The guy who does it at DTC is a joke, when "Give it Up" played in the winter, they cut two songs, and wrote another few, but they didn't update the song list or give an insert, which means no song list.
Interesting- they stil have not written in (or acquired the rights to) Jimmy Olsen or Lex Luthor, and are using the obvious stand-ins of Torchy and Max Mencken in their places.
I don't think they were ever going to write out Max, where they? I figured Lex would replace Dr. Sedgwick. And I kind of like Torchy better than Jimmy.
They must have had legal troubles with DC comics...they were going to write in a whole bunch of villains and supporting characters, but all sorts of unrecognizable character names are in their places, instead. (Torchy is Jimmy obviously, as pointed out eaerlier.) Very unfortunate.
Roberto Aguirre-Sacasa is one of the most talentless hacks currently being foisted on New York theatregoers (Chris Shinn also instantly comes to mind), largely by non-for-profit theatres who think producing young, alternative playwrights instantly makes them hip and contemporary.
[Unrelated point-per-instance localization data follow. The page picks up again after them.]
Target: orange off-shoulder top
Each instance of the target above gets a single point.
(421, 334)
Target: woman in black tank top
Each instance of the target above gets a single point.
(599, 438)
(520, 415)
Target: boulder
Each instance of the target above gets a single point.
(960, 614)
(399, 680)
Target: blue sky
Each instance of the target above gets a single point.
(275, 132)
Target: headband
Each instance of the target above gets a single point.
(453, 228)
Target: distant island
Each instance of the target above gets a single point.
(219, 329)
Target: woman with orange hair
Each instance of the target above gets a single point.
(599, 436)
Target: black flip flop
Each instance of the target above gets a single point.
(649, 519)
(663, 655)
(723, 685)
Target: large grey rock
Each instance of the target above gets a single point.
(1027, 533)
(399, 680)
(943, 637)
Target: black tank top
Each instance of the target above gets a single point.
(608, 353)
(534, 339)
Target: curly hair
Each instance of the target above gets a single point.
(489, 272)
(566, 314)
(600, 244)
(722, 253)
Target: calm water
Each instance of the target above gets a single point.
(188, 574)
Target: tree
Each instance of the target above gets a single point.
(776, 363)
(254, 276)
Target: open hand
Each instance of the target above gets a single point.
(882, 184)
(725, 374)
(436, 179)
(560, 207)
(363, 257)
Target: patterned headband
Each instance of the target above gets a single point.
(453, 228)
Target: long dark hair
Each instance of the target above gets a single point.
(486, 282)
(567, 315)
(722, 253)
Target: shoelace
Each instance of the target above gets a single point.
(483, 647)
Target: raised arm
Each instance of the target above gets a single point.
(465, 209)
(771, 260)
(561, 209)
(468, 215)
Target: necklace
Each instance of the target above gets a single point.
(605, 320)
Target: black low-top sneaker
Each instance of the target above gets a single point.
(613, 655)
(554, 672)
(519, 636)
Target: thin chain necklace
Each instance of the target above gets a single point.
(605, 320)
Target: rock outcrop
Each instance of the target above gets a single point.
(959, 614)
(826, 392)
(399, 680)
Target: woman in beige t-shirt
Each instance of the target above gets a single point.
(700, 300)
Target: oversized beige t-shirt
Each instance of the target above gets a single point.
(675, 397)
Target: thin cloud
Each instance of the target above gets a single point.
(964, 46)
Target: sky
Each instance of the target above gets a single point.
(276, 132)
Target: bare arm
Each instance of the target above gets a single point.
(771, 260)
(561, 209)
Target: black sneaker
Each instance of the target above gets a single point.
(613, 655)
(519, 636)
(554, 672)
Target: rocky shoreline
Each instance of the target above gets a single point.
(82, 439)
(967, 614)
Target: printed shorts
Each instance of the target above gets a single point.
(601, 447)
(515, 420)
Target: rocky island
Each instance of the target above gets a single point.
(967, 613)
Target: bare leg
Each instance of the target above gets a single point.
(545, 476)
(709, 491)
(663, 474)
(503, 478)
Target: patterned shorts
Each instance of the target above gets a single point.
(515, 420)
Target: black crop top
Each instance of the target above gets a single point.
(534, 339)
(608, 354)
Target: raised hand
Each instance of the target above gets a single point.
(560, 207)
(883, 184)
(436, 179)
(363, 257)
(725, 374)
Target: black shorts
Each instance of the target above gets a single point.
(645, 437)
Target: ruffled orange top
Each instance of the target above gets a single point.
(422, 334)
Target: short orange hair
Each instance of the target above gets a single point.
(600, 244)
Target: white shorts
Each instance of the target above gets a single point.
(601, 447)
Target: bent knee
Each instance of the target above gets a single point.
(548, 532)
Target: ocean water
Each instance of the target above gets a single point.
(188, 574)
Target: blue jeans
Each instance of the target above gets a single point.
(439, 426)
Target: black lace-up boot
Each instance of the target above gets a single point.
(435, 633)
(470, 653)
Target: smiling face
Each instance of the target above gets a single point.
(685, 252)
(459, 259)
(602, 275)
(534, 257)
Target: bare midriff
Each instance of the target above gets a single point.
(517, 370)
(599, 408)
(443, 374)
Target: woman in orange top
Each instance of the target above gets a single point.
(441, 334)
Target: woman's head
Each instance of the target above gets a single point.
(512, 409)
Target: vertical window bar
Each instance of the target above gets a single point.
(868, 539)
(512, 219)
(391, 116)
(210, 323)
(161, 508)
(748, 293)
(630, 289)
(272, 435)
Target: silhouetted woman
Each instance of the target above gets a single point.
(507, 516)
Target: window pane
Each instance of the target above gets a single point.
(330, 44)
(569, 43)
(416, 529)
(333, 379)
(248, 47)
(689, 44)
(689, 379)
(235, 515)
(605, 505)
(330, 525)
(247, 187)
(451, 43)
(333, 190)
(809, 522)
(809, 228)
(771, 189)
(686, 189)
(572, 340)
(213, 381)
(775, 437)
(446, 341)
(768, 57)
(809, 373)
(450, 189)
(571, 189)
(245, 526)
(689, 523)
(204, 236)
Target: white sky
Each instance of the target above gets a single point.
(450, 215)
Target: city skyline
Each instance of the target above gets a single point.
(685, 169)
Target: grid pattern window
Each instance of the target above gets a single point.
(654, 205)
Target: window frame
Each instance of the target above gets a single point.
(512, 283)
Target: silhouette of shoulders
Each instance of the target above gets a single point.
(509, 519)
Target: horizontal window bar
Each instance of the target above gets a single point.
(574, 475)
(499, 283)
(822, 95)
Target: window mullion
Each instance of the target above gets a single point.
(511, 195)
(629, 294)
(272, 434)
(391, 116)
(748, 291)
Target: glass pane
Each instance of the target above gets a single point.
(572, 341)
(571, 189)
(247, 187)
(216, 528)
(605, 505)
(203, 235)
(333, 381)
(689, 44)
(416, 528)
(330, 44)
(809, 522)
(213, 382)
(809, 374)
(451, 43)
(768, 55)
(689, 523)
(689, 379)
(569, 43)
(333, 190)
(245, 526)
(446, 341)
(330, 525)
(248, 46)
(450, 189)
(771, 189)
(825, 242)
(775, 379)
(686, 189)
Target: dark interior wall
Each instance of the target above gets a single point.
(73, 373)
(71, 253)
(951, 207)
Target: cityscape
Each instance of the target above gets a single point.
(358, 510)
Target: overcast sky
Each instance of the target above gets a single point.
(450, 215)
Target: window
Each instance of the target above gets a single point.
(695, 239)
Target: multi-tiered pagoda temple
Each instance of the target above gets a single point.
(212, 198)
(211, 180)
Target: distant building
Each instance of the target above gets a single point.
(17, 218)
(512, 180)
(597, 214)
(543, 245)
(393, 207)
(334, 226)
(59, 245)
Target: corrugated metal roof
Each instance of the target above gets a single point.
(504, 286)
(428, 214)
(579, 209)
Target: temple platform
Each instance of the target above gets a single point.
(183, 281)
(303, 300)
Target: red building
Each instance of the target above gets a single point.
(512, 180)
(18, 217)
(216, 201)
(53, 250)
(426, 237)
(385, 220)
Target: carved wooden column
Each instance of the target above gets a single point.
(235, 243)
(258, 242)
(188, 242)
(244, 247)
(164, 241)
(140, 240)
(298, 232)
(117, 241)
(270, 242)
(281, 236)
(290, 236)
I wouldn't want to get anywhere near anything he's involved in. I shudder to think what he's doing with this delightful, if dated, musical.
"You travel alone because other people are only there to remind you how much that hook hurts that we all bit down on. Wait for that one day we can bite free and get back out there in space where we belong, sail back over water, over skies, into space, the hook finally out of our mouths and we wander back out there in space spawning to other planets never to return hurrah to earth and we'll look back and can't even see these lives here anymore. Only the taste of blood to remind us we ever existed. The earth is small. We're gone. We're dead. We're safe."
-John Guare, Landscape of the Body
I think the book is more preposterous than it is dated. The made up villains doesn't do the show any favors. And it seems they weren't able to get permission this time around, either.
I'm excited to hear the 4 new songs. I'm sure the "lesbian characters" are minor.I like that he's looking at this as the old fashioned musical comedy it was meant to be.
Haven't read the article, but there has been a lesbian policewoman character in the Superman comics (and, much more subtly, Saturday morning cartoons) for a few decades.